[vox-tech] Utility to image a hard drive
Alex Mandel
tech_dev at wildintellect.com
Thu Apr 9 15:34:59 PDT 2009
Richard Mancusi wrote:
> On Thu, Apr 9, 2009 at 16:51, Rick Moen <rick at linuxmafia.com> wrote:
>> Quoting Alex Mandel (tech_dev at wildintellect.com):
>>
>>> There's also a text based tool called backup ninja which writes the
>>> rsync scripts for you and several rysnc gui's to help teach you the
>>> syntax which can be tricky, grsync.
>> I have to admit, I really don't get this -- but, on the other hand,
>> haven't tried 'em. Plain old rsync always struck me as blessedly simple.
>> "rsync -avz olddirectory newdirectory" Just Plain Works -- and
>> generalises to
>> "rsync -avz olddirectory username at newhost:newdirectory" for network
>> copying (esp. if you set RSYNC_RSH=/usr/bin/ssh).
>>
>> There are options you use rarely, such as:
>>
>> --delete #Update destination dirs to remove files no longer needed
>> --exclude=PATTERN
>> --exclude-from=FILE
>> ...but I need those only rarely, and look 'em up when I do.
>
> I am with Rick - however I do use some options. Looked at grsync and
> decided a quick script fit my needs better. I want to backup from one
> computer to another each night.

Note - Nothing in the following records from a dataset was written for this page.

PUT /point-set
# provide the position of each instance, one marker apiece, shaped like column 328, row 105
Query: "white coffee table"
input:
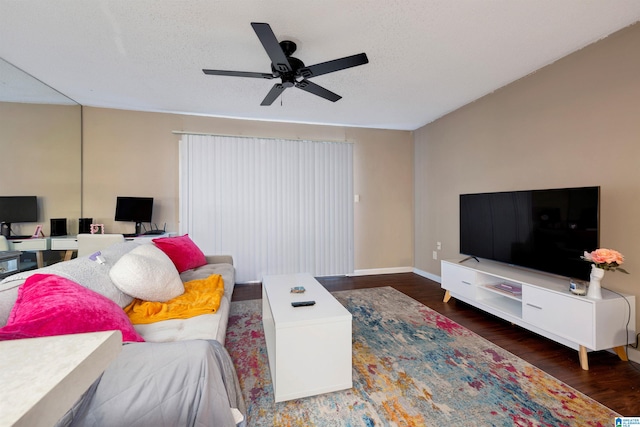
column 309, row 348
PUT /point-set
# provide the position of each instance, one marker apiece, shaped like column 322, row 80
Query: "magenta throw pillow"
column 50, row 305
column 183, row 252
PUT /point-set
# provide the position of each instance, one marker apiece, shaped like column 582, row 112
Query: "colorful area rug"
column 411, row 367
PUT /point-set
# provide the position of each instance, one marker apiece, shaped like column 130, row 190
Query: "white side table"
column 43, row 377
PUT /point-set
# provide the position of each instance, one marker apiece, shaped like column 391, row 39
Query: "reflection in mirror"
column 40, row 148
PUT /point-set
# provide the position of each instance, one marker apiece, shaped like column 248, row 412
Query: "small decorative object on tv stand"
column 97, row 228
column 602, row 260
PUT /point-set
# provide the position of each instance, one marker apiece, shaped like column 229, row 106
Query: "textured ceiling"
column 426, row 57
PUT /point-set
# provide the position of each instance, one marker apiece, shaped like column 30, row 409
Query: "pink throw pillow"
column 50, row 305
column 183, row 252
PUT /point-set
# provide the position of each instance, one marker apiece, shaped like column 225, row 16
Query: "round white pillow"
column 147, row 273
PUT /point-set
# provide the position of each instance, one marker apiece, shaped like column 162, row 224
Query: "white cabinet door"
column 458, row 280
column 566, row 316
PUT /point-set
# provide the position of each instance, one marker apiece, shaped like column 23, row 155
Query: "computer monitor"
column 17, row 209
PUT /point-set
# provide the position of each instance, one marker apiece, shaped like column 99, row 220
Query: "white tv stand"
column 546, row 306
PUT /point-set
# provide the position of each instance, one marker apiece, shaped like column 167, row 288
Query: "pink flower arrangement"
column 606, row 259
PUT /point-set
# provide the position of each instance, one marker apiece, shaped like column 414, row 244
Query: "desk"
column 43, row 377
column 69, row 244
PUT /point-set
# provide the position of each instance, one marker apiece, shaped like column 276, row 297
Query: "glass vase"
column 595, row 289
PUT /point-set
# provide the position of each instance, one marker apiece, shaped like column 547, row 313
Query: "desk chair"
column 92, row 243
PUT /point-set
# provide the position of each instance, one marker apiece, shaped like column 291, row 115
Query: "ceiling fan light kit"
column 291, row 71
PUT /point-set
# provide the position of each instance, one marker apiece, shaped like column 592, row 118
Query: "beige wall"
column 136, row 154
column 40, row 156
column 574, row 123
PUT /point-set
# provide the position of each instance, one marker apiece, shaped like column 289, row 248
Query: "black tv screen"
column 546, row 230
column 134, row 209
column 18, row 209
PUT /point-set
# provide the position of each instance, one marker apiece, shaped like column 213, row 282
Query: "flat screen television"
column 134, row 209
column 17, row 209
column 545, row 230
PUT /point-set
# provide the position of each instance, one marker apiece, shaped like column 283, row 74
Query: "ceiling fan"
column 290, row 70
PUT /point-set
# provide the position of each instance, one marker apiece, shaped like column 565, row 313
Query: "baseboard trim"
column 372, row 271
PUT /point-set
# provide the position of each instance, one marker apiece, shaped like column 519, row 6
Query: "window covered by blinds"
column 277, row 206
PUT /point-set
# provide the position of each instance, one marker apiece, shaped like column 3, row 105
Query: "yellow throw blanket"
column 201, row 296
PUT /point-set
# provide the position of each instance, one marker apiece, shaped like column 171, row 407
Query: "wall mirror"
column 40, row 148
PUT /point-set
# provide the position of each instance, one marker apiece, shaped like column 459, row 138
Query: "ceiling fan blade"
column 238, row 74
column 273, row 94
column 335, row 65
column 315, row 89
column 271, row 45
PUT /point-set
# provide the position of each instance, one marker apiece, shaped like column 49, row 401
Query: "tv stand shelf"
column 544, row 306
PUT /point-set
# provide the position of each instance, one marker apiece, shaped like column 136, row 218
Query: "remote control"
column 302, row 303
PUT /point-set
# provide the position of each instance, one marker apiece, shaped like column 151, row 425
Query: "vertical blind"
column 278, row 206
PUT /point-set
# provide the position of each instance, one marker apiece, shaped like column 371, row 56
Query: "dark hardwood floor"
column 609, row 380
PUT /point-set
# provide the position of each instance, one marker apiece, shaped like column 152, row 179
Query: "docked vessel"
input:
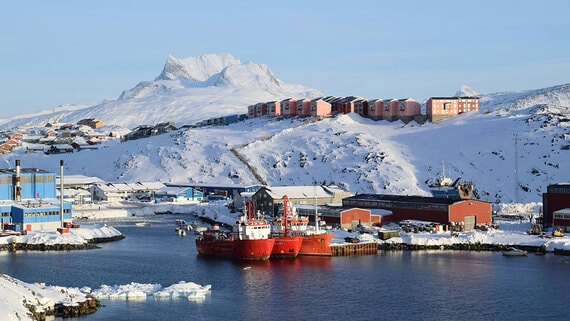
column 315, row 242
column 445, row 188
column 287, row 242
column 250, row 239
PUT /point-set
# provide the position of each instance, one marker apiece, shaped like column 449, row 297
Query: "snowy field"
column 15, row 295
column 137, row 291
column 76, row 236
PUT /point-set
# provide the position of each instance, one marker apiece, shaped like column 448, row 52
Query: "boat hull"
column 287, row 247
column 251, row 250
column 316, row 244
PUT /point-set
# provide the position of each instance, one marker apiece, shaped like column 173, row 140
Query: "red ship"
column 315, row 242
column 250, row 239
column 287, row 243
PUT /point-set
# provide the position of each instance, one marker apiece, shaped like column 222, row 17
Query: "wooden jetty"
column 354, row 249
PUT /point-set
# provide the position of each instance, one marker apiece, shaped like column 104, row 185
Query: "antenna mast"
column 516, row 168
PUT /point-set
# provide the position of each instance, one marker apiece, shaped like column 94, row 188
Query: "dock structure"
column 354, row 249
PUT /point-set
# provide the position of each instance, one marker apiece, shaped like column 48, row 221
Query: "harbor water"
column 422, row 285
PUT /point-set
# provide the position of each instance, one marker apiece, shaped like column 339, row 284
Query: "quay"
column 356, row 249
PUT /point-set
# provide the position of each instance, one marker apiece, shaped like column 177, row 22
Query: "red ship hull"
column 252, row 250
column 316, row 244
column 286, row 247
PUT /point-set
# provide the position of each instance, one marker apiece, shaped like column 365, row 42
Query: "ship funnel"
column 17, row 185
column 61, row 192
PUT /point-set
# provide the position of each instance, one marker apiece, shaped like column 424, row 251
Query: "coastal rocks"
column 91, row 305
column 59, row 247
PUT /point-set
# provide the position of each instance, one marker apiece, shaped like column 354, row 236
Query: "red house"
column 273, row 108
column 288, row 107
column 303, row 107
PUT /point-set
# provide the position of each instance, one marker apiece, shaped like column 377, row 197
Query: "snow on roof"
column 278, row 192
column 171, row 190
column 79, row 180
column 380, row 212
column 73, row 192
column 129, row 187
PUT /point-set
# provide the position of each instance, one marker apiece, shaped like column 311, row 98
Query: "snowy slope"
column 348, row 150
column 187, row 90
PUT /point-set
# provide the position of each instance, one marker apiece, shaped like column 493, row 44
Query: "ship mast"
column 316, row 214
column 516, row 168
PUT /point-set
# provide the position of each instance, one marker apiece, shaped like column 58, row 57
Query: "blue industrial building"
column 177, row 194
column 219, row 191
column 32, row 205
column 35, row 184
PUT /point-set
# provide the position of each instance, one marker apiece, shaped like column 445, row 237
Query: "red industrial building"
column 440, row 210
column 557, row 197
column 562, row 219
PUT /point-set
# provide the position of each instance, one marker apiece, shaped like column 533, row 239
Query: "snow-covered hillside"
column 188, row 90
column 357, row 153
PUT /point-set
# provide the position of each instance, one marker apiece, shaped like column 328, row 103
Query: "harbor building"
column 28, row 200
column 561, row 220
column 178, row 194
column 213, row 191
column 467, row 212
column 269, row 198
column 348, row 218
column 557, row 197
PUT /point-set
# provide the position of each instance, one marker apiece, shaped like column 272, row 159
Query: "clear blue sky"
column 57, row 52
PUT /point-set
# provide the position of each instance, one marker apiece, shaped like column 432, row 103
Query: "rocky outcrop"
column 91, row 305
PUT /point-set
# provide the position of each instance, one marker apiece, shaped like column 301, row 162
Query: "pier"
column 356, row 249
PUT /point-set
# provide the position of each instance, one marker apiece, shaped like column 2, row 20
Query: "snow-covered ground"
column 134, row 291
column 76, row 236
column 15, row 295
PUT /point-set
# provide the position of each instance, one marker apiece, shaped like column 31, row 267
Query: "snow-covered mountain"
column 187, row 90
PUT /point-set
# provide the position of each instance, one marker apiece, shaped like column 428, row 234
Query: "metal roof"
column 408, row 199
column 12, row 171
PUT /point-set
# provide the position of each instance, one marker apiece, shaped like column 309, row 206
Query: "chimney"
column 17, row 185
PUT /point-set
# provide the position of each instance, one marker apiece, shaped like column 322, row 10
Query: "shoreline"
column 89, row 245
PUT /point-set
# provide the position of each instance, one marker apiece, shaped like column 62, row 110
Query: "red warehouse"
column 557, row 197
column 432, row 209
column 562, row 219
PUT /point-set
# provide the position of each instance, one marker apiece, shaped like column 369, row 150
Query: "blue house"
column 178, row 194
column 219, row 191
column 37, row 208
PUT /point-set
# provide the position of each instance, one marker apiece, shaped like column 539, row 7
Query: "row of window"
column 50, row 213
column 390, row 204
column 27, row 179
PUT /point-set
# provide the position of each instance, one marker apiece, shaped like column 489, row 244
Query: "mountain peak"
column 466, row 91
column 198, row 68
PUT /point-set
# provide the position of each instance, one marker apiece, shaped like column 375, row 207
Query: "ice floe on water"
column 137, row 291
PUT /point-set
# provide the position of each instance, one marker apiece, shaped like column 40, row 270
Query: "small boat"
column 511, row 251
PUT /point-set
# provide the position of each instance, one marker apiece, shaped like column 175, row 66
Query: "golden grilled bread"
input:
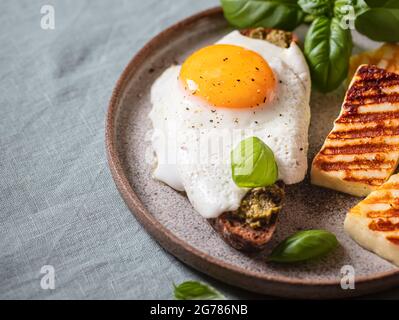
column 374, row 222
column 386, row 57
column 362, row 150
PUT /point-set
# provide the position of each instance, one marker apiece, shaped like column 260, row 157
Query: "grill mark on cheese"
column 368, row 117
column 360, row 149
column 369, row 181
column 383, row 225
column 394, row 240
column 360, row 164
column 391, row 213
column 366, row 131
column 377, row 131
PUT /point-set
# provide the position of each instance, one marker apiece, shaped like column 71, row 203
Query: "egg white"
column 192, row 141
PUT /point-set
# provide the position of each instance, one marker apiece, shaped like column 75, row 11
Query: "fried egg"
column 223, row 93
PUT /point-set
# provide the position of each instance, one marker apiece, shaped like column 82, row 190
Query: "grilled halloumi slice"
column 362, row 150
column 374, row 222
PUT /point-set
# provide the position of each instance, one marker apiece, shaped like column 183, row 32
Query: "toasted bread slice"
column 362, row 150
column 251, row 226
column 374, row 222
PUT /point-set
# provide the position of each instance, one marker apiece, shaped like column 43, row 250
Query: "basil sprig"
column 328, row 48
column 304, row 245
column 381, row 21
column 281, row 14
column 317, row 7
column 253, row 164
column 328, row 42
column 194, row 290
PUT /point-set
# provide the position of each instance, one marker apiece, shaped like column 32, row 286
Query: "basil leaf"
column 317, row 7
column 281, row 14
column 344, row 7
column 193, row 290
column 328, row 48
column 304, row 245
column 381, row 22
column 253, row 164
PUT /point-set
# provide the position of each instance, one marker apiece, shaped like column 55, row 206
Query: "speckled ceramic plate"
column 170, row 219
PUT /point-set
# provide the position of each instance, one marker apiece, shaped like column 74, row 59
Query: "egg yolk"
column 228, row 76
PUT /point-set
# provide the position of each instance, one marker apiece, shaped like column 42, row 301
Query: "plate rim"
column 197, row 259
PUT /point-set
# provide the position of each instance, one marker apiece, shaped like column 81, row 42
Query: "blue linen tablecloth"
column 58, row 203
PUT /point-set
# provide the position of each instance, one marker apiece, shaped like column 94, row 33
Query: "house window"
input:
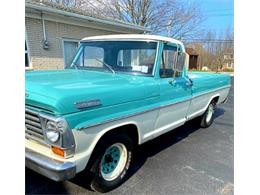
column 27, row 62
column 69, row 50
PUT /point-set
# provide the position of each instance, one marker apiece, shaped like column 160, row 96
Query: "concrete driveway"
column 188, row 160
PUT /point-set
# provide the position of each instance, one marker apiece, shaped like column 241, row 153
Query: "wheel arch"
column 130, row 128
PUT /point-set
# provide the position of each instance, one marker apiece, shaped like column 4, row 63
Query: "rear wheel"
column 112, row 162
column 208, row 117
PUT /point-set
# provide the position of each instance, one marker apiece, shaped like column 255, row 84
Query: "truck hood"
column 58, row 91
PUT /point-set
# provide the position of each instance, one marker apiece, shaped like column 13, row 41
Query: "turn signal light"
column 58, row 151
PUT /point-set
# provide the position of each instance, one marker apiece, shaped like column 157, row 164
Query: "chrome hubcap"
column 113, row 161
column 209, row 113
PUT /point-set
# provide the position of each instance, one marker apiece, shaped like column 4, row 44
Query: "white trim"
column 165, row 127
column 135, row 37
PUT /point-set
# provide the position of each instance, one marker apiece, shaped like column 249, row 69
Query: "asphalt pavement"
column 187, row 160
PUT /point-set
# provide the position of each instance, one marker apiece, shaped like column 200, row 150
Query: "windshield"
column 132, row 57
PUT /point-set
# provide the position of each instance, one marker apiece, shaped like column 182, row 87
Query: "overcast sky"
column 219, row 14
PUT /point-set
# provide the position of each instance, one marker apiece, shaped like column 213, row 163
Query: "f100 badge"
column 87, row 104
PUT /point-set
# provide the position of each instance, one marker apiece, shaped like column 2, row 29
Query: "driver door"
column 175, row 90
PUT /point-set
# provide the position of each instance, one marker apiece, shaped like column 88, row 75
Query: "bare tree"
column 175, row 18
column 213, row 48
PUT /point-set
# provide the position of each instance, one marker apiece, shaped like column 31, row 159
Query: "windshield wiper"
column 108, row 66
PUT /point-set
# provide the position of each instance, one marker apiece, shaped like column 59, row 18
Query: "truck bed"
column 204, row 82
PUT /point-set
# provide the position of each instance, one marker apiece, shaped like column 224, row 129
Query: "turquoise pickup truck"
column 119, row 92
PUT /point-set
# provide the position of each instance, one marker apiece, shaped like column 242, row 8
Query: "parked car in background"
column 119, row 92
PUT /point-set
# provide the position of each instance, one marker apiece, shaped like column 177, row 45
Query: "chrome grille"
column 33, row 127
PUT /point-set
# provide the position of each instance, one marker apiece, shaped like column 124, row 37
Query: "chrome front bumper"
column 53, row 169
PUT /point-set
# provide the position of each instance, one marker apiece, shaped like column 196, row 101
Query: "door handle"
column 170, row 82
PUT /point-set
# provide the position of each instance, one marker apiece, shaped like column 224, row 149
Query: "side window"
column 180, row 64
column 69, row 49
column 93, row 56
column 168, row 61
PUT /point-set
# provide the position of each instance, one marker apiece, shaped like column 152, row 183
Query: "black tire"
column 99, row 183
column 207, row 119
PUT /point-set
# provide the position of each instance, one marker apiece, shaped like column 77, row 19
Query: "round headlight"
column 52, row 132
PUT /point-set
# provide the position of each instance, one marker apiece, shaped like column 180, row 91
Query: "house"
column 193, row 58
column 52, row 33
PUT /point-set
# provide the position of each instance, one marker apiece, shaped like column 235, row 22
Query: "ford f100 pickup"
column 119, row 92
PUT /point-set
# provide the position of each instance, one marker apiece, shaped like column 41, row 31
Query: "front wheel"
column 208, row 117
column 111, row 167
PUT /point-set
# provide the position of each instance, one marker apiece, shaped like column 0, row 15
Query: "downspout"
column 45, row 41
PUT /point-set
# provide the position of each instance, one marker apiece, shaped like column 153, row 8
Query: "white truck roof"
column 135, row 36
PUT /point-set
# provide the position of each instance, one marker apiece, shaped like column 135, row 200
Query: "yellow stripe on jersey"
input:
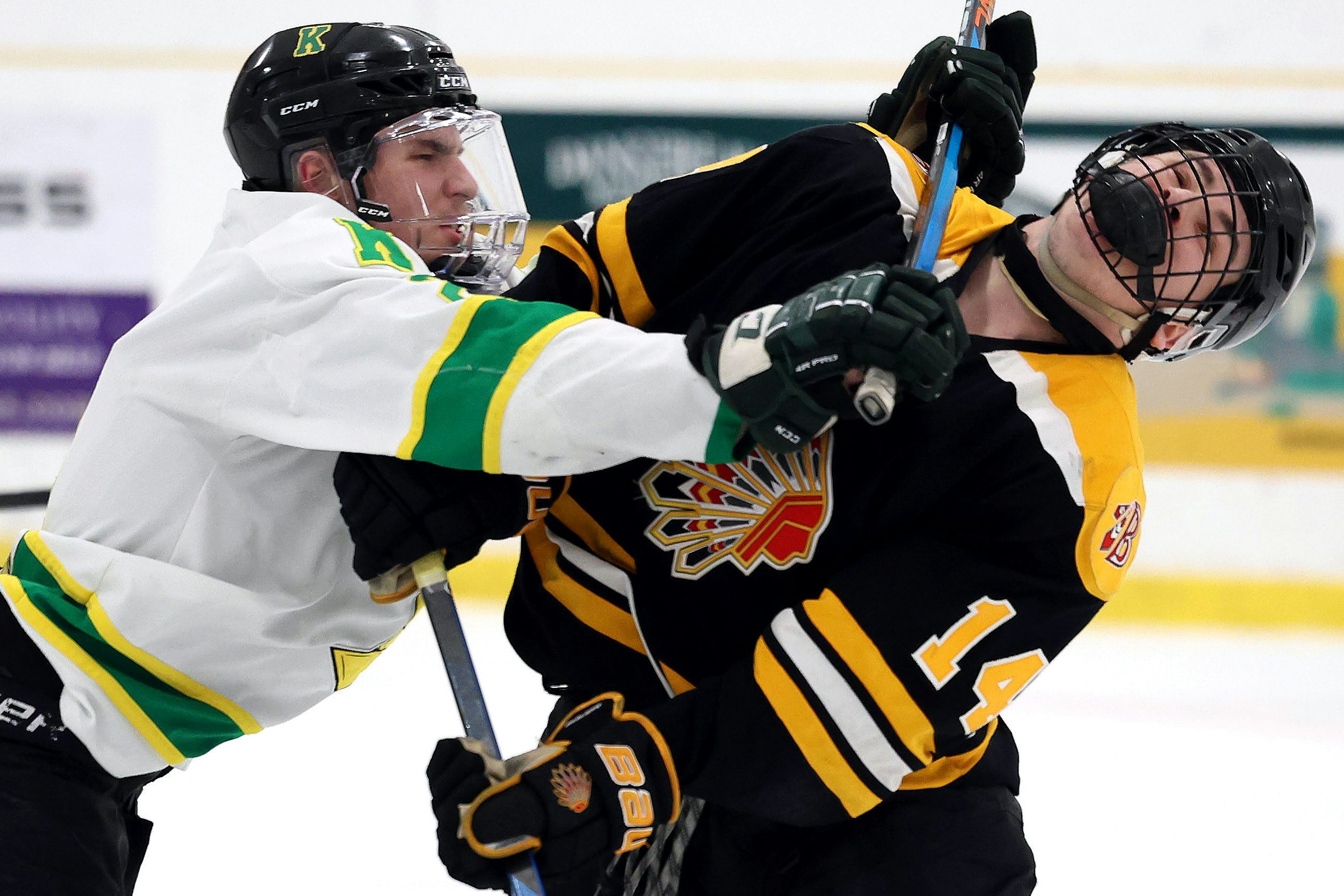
column 108, row 632
column 613, row 242
column 946, row 770
column 803, row 724
column 61, row 641
column 588, row 608
column 971, row 218
column 858, row 652
column 563, row 242
column 420, row 395
column 594, row 538
column 1097, row 394
column 522, row 363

If I have a hardware problem, simply
> grab the other computer. Actually I do it to 3 computers. Following
> is a rough outline of what I do. Yes I understand some of it is redundant
> and the log is for the most part an unnecessary habit.
>
> ------
> #!/bin/bash
> DATE=`date`
> echo $DATE BackUp Started: T61 192.168.9.48 to T61p 192.168.9.49 >>
> rsync_to_T61p.log
> rsync -e ssh -raPH -v >> rsync_to_T61p.log --delete (lots of stuff here)
> (more stuff, and eventually)
> echo $DATE BackUp Finished: T61 192.168.9.48 to T61p 192.168.9.49 >>
> rsync_to_T61p.log
> echo >> rsync_to_T61p.log
> echo >> rsync_to_T61p.log
> ------
>
> -rich
I condsider grsync a tool to learn rsync with. I took me days to get the
trailing slashes just the right way on a command to actually put the
files in the way I wanted. And the simulate command does wonders when I
want to test a change on a potentially large dataset, 60GB of photos,
where I want to make sure I'm only sending the changes over the network
to save time, bandwidth and disc writes.
Don't get me wrong rsync is the tool for this type of stuff(In fact it's
the underlying tool for all the apps I've mentioned) I'm merely
suggesting ways to make it easier for someone who doesn't just know
command line innately and has a hard time making sense of the man pages.